Department of Chemistry and Physics, Arcadia University, Glenside, Pennsylvania 19038-3295, USA.
J Chem Phys. 2012 Feb 21;136(7):074104. doi: 10.1063/1.3685453.
We identify a set of multidimensional potential energy surfaces sufficiently complex to cause both the classical parallel tempering and the guided or unguided diffusion Monte Carlo methods to converge too inefficiently for practical applications. The mathematical model is constructed as a linear combination of decoupled Double Wells [(DDW)(n)]. We show that the set (DDW)(n) provides a serious test for new methods aimed at addressing rare event sampling in stochastic simulations. Unlike the typical numerical tests used in these cases, the thermodynamics and the quantum dynamics for (DDW)(n) can be solved deterministically. We use the potential energy set (DDW)(n) to explore and identify methods that can enhance the diffusion Monte Carlo algorithm. We demonstrate that the smart darting method succeeds at reducing quasiergodicity for n ≫ 100 using just 1 × 10(6) moves in classical simulations (DDW)(n). Finally, we prove that smart darting, when incorporated into the regular or the guided diffusion Monte Carlo algorithm, drastically improves its convergence. The new method promises to significantly extend the range of systems computationally tractable by the diffusion Monte Carlo algorithm.
我们确定了一组多维势能面,其复杂程度足以导致经典平行温度抽样和引导或无引导扩散蒙特卡罗方法的收敛效率过低,无法应用于实际。
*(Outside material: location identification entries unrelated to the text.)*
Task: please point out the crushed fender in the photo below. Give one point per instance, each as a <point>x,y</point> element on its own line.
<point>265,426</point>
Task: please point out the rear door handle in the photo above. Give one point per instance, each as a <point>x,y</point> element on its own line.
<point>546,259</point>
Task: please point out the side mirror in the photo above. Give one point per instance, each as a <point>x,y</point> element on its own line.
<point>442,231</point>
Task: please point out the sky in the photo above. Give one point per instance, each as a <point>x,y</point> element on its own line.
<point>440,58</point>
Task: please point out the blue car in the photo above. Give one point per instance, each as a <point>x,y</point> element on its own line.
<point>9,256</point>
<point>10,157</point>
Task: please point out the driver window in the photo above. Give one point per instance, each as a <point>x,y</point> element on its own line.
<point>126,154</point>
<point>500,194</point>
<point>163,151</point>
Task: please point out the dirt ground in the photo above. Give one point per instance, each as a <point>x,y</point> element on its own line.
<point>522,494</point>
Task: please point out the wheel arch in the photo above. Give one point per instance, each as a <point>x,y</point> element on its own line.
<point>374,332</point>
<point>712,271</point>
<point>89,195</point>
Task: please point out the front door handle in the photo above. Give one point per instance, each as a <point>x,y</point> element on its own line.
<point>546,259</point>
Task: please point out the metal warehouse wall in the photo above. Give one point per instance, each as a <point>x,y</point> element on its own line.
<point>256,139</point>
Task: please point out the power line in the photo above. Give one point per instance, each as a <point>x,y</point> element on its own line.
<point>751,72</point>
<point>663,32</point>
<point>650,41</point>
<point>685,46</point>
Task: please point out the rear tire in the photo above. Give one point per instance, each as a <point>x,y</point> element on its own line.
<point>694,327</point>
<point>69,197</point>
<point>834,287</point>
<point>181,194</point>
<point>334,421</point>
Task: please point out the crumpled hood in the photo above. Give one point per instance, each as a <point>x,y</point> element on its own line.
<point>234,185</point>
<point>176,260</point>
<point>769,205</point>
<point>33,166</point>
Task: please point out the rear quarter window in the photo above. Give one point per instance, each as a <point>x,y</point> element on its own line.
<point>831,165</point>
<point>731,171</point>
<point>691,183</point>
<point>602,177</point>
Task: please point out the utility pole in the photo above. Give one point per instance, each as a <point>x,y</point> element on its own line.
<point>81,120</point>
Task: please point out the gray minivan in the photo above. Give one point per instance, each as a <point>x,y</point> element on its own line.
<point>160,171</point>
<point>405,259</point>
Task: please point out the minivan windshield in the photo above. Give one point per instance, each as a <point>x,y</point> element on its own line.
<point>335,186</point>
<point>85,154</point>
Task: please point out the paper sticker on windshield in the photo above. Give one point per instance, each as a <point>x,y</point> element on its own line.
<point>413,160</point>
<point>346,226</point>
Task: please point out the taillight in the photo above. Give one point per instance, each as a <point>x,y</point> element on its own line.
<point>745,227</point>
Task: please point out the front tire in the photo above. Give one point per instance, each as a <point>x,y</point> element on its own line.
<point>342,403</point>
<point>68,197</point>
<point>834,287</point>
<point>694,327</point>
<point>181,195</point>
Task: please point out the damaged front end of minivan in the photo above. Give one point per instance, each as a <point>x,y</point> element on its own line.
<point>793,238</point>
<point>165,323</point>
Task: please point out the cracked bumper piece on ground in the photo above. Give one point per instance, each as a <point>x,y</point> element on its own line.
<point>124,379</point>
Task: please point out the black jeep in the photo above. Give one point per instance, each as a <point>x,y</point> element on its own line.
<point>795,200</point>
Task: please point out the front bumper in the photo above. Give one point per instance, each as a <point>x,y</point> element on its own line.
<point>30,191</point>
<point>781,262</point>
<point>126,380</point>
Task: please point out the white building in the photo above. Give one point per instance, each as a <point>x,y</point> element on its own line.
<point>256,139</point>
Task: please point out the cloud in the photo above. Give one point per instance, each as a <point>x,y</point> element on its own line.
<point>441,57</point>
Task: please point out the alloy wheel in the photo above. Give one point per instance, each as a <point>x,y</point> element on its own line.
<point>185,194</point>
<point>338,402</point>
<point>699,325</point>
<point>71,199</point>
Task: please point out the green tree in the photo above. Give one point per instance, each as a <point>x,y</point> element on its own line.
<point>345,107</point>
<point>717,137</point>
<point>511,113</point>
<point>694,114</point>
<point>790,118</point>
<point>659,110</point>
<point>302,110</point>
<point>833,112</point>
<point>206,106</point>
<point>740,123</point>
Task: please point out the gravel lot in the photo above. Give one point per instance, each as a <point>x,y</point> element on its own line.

该数学模型构建为解耦双阱(DDW)(n)的线性组合。我们表明,集合(DDW)(n)为旨在解决随机模拟中稀有事件抽样的新方法提供了严格的测试。与这些情况下通常使用的数值测试不同,(DDW)(n)的热力学和量子动力学可以确定性地解决。我们使用势能集(DDW)(n)来探索和确定可以增强扩散蒙特卡罗算法的方法。我们证明,使用经典模拟(DDW)(n)中的 1 × 10(6)次移动,智能飞镖方法成功降低了 n ≫ 100 的准遍历性。最后,我们证明了将智能飞镖纳入常规或引导扩散蒙特卡罗算法中,可大大提高其收敛性。该新方法有望显著扩展可通过扩散蒙特卡罗算法计算处理的系统范围。